210e‧‧‧ tongue mouth

210d‧‧‧air inlet

210f‧‧‧floor

210g‧‧‧ ribs

212‧‧‧radial air outlet

213‧‧‧ flow path

310d‧‧‧ tongue mouth

313‧‧‧ runner

313a‧‧‧ curved side wall

313b‧‧‧ End

350, 352, 354‧ ‧ boundaries

405‧‧‧ Center

410‧‧‧ Lower case

410b‧‧‧ tongue mouth

410c‧‧‧floor

413‧‧‧ flow path

450, 452‧‧ ‧ boundaries

505‧‧‧ Center

510‧‧‧ Lower case

510a, 510b‧‧‧ radial outlet

510c‧‧ ‧ tongue mouth

510d‧‧‧floor

513‧‧‧ flow path

550, 552, 554‧ ‧ boundaries

609, 709‧‧‧ into the wind zone

610, 710‧‧‧ lower casing

610a, 710a‧‧‧ bottom plate

610b, 710b‧‧‧ ribs

The above and other objects, features, advantages and embodiments of the present invention will become more apparent and understood.

2 is an exploded view of a centrifugal fan according to an embodiment of the present invention.

Fig. 3 is a view showing the state of combination of components of the centrifugal fan of Fig. 2.

Fig. 4 is a top view showing the lower casing of the centrifugal fan of Fig. 2.

Fig. 5 is a top plan view showing the lower casing of the centrifugal fan according to another embodiment of the present invention.

Figure 6 is a top view of the lower casing of the centrifugal fan according to still another embodiment of the present invention.

Fig. 7 is a top plan view showing the lower casing of the centrifugal fan according to still another embodiment of the present invention.

Fig. 8 is a top plan view showing the lower casing of the centrifugal fan according to an embodiment of the present invention.

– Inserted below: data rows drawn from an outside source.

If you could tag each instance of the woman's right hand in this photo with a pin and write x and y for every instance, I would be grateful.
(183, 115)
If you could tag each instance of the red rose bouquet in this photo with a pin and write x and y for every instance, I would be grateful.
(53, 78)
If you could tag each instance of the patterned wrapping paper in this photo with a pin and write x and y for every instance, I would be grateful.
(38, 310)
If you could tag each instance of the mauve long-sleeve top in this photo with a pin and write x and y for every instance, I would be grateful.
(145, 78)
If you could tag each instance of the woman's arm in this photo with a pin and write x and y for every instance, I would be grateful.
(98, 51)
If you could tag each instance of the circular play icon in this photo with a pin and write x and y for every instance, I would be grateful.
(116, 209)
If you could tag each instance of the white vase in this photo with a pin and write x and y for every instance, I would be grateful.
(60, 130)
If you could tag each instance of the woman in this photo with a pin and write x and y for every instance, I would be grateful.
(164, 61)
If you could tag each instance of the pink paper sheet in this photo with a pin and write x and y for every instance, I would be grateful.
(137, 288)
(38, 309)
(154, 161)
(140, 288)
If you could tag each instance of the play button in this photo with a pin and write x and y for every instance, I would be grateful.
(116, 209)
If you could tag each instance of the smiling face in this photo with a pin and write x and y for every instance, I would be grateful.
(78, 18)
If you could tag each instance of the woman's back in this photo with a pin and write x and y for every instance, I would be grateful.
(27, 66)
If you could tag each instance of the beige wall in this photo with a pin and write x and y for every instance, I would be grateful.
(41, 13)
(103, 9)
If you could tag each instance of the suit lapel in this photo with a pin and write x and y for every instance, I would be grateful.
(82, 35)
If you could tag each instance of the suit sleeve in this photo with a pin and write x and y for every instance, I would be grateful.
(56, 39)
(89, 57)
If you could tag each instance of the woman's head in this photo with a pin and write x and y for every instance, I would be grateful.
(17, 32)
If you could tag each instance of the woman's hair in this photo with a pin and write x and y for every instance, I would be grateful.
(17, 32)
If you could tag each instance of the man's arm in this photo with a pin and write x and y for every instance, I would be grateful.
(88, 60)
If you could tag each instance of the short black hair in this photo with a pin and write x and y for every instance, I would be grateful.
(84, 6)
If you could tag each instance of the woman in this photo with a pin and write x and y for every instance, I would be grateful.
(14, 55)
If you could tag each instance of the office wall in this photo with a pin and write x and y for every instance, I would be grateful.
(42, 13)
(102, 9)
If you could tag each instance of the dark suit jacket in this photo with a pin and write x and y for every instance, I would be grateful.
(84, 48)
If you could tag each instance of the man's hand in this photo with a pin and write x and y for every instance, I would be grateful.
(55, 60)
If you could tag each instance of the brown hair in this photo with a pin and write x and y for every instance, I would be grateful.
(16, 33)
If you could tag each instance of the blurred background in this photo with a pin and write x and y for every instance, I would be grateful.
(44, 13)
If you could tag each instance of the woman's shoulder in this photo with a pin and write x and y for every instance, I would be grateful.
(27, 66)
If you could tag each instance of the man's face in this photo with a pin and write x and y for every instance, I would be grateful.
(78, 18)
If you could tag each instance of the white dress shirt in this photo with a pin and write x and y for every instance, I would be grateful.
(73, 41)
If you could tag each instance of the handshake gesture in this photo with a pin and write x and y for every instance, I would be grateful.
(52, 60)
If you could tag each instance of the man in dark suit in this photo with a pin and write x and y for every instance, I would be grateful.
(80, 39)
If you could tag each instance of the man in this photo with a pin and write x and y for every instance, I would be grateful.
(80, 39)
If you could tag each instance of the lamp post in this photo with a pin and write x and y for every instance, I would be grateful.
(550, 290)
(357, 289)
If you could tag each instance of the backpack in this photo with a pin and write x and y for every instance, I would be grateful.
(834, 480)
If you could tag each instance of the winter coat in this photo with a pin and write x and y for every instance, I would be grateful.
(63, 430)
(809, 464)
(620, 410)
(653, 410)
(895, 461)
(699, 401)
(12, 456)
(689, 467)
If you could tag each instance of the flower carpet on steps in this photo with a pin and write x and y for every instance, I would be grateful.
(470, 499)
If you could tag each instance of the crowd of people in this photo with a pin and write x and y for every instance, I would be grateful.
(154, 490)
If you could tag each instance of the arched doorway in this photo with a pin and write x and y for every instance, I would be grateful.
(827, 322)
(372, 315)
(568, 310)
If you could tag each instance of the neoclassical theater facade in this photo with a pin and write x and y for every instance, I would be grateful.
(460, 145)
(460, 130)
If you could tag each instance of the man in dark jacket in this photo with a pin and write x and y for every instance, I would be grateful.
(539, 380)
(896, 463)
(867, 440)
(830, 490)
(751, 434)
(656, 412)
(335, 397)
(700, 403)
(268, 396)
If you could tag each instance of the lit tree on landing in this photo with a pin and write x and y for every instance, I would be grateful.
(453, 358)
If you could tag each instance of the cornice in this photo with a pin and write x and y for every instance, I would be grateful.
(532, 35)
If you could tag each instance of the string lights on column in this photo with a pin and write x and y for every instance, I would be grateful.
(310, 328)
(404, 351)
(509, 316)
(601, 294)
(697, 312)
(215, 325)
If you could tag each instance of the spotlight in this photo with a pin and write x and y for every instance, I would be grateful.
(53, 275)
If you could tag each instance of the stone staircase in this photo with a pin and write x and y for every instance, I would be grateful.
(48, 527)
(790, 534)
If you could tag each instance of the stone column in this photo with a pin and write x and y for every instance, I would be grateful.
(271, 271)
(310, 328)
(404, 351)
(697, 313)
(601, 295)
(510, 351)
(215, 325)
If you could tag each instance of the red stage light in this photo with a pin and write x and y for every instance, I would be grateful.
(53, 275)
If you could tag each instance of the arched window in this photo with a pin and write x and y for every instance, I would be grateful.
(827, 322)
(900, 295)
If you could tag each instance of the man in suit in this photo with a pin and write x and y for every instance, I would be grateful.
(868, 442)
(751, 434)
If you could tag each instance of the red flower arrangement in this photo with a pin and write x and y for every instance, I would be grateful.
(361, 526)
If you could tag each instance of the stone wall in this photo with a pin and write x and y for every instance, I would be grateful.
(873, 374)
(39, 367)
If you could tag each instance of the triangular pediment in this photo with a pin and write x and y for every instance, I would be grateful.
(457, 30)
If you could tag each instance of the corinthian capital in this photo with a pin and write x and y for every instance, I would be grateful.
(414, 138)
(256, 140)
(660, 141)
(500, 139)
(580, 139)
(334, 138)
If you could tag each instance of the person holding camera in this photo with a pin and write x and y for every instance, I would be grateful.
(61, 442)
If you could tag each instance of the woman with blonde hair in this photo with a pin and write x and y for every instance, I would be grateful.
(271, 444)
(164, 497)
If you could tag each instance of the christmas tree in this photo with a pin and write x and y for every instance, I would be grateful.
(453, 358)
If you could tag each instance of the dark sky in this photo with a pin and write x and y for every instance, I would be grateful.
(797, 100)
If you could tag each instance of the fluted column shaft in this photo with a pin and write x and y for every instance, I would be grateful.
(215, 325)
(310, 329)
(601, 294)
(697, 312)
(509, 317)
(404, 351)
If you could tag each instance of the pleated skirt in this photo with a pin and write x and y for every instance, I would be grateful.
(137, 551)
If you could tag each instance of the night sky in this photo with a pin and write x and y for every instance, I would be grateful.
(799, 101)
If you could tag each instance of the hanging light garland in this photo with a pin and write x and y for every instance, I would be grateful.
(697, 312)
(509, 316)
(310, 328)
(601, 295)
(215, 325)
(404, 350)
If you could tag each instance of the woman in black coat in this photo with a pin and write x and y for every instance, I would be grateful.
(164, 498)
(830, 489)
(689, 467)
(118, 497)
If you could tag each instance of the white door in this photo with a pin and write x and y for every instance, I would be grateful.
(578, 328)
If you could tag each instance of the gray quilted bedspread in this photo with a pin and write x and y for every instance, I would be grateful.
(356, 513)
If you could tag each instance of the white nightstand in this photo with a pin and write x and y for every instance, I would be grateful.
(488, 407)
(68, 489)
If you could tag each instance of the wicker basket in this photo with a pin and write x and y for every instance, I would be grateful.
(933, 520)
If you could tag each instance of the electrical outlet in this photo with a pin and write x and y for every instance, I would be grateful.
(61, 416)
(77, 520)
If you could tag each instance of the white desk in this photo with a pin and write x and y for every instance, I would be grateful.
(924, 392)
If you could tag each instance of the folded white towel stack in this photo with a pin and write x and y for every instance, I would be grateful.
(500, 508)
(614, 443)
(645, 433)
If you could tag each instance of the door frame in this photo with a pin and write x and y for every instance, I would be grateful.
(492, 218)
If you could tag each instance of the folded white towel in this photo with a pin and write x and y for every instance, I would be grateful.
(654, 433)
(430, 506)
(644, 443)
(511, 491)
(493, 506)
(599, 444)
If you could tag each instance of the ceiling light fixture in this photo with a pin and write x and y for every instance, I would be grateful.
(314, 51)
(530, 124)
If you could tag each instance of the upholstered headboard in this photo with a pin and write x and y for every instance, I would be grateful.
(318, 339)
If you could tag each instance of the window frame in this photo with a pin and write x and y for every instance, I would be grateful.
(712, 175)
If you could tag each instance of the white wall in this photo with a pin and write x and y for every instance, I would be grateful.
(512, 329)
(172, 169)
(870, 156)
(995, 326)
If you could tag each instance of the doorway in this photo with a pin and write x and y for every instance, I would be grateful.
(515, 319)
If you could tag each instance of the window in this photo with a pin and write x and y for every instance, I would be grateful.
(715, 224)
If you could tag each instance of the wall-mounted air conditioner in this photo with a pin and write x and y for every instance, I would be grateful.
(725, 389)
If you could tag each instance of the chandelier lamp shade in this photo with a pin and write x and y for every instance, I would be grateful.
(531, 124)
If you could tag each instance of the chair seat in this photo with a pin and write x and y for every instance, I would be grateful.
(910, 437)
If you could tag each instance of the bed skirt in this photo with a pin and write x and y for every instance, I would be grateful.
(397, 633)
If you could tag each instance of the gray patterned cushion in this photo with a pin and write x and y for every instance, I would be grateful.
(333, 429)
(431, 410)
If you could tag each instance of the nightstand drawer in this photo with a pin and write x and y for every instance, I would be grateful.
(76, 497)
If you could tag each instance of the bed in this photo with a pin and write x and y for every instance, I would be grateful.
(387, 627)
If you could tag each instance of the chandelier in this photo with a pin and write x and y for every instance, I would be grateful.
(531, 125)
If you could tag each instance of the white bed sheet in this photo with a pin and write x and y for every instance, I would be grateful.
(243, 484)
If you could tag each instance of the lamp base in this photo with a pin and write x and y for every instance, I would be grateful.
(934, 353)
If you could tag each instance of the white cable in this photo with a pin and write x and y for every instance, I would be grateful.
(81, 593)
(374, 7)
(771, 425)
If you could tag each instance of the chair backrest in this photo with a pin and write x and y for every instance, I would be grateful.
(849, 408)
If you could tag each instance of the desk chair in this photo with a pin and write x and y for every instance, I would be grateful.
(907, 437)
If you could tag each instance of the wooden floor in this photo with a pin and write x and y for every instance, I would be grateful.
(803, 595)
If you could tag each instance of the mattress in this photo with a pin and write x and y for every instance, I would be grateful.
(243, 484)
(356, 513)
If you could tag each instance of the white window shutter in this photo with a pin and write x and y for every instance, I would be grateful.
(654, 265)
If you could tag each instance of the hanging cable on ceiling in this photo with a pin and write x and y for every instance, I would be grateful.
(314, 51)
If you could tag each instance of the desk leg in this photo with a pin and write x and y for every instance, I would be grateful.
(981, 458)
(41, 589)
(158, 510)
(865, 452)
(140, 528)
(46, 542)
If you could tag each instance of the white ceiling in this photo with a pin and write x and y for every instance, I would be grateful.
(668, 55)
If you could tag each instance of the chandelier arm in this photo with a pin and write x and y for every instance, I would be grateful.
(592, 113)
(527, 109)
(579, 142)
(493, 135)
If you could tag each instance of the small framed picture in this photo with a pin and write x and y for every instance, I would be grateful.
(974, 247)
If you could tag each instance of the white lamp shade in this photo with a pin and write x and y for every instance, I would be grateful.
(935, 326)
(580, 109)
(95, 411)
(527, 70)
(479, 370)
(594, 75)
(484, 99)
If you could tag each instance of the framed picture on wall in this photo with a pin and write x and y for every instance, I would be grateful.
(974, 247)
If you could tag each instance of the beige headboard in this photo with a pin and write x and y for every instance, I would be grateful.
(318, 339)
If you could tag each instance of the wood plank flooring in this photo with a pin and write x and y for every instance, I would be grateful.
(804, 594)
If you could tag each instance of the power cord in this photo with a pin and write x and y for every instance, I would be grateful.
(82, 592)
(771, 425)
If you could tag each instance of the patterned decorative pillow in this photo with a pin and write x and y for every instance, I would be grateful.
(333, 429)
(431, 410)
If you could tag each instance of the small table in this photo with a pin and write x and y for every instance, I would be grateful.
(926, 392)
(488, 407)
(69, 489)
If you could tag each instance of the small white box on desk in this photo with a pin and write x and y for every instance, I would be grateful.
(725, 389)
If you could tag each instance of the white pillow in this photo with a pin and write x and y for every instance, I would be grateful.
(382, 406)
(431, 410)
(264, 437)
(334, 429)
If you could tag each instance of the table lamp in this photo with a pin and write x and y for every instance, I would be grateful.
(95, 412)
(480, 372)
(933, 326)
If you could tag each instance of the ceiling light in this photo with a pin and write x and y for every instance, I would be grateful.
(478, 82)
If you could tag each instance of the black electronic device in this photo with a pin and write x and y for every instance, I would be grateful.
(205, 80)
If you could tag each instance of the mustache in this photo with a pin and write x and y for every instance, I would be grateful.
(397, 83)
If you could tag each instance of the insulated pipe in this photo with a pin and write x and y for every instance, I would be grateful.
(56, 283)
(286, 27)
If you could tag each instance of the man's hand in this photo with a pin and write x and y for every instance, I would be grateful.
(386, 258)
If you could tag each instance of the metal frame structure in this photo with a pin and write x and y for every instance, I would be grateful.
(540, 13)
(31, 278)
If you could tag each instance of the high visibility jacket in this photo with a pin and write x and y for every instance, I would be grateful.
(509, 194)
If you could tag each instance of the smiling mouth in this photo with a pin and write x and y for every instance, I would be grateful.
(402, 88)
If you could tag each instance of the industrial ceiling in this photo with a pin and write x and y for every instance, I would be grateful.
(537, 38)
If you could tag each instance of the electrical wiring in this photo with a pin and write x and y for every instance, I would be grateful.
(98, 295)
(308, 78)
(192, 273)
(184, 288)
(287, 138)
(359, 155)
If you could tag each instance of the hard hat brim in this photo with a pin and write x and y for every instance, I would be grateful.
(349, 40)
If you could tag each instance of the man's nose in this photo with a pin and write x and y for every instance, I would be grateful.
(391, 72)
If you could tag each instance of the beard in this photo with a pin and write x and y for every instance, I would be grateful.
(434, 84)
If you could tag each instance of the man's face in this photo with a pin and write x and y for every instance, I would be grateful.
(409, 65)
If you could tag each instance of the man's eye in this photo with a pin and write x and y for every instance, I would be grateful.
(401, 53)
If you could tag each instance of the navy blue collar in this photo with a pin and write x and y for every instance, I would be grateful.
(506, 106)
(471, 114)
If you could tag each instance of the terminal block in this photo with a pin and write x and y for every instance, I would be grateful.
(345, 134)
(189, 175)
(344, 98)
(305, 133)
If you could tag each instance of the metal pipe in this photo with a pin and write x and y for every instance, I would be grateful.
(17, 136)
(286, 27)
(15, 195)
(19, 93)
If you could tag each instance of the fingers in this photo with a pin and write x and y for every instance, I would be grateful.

Fig. 9 is a top view showing the lower casing of the centrifugal fan according to an embodiment of the present invention.

200‧‧‧ centrifugal fan

202‧‧‧ fan leaves

202a‧‧ Direction

209‧‧‧Axial wind inlet area

210‧‧‧Shell

210a‧‧‧Upper casing

210b‧‧‧ lower casing

210c ₁ ‧‧‧ inlet

210c ₂ ‧‧‧ inlet

210c ₃ ‧‧‧ inlet

210e‧‧‧ tongue mouth

210d‧‧‧air inlet

210f‧‧‧floor

210g‧‧‧ ribs

213‧‧‧ flow path

230‧‧‧ drive

230a‧‧‧ shaft

Claims (2)

A centrifugal fan comprising: at least one blade; a driving device connecting the blade and driving the rotation thereof; and a casing covering the blade and the driving device to form a first-class channel therein The curved side wall has a tongue opening adjacent to the radial air outlet, the flow channel includes a pressurization zone and an opening zone, and the casing comprises an axial air inlet zone and at least one radial air outlet, the axial direction The wind zone includes: a bottom plate for the driving device to be fixed thereon, and has a center, a boundary line between the open area and the pressurizing area is a line connecting the tongue port and the center, and the pressurizing area is equally divided a first plenum and a second plenum, the first plenum is adjacent to the tongue; and a plurality of ribs are connected between the bottom plate and the casing, and a plurality of air inlets are formed on the ribs and the bottom plate Between the housing and the housing, the area of the air inlet in the opening area is greater than 2.2 times the area of the air inlet in the first pressurized area. The centrifugal fan of claim 1, wherein an area of the air inlet in the second plenum is less than 0.9 times an area of the air inlet in the first plenum.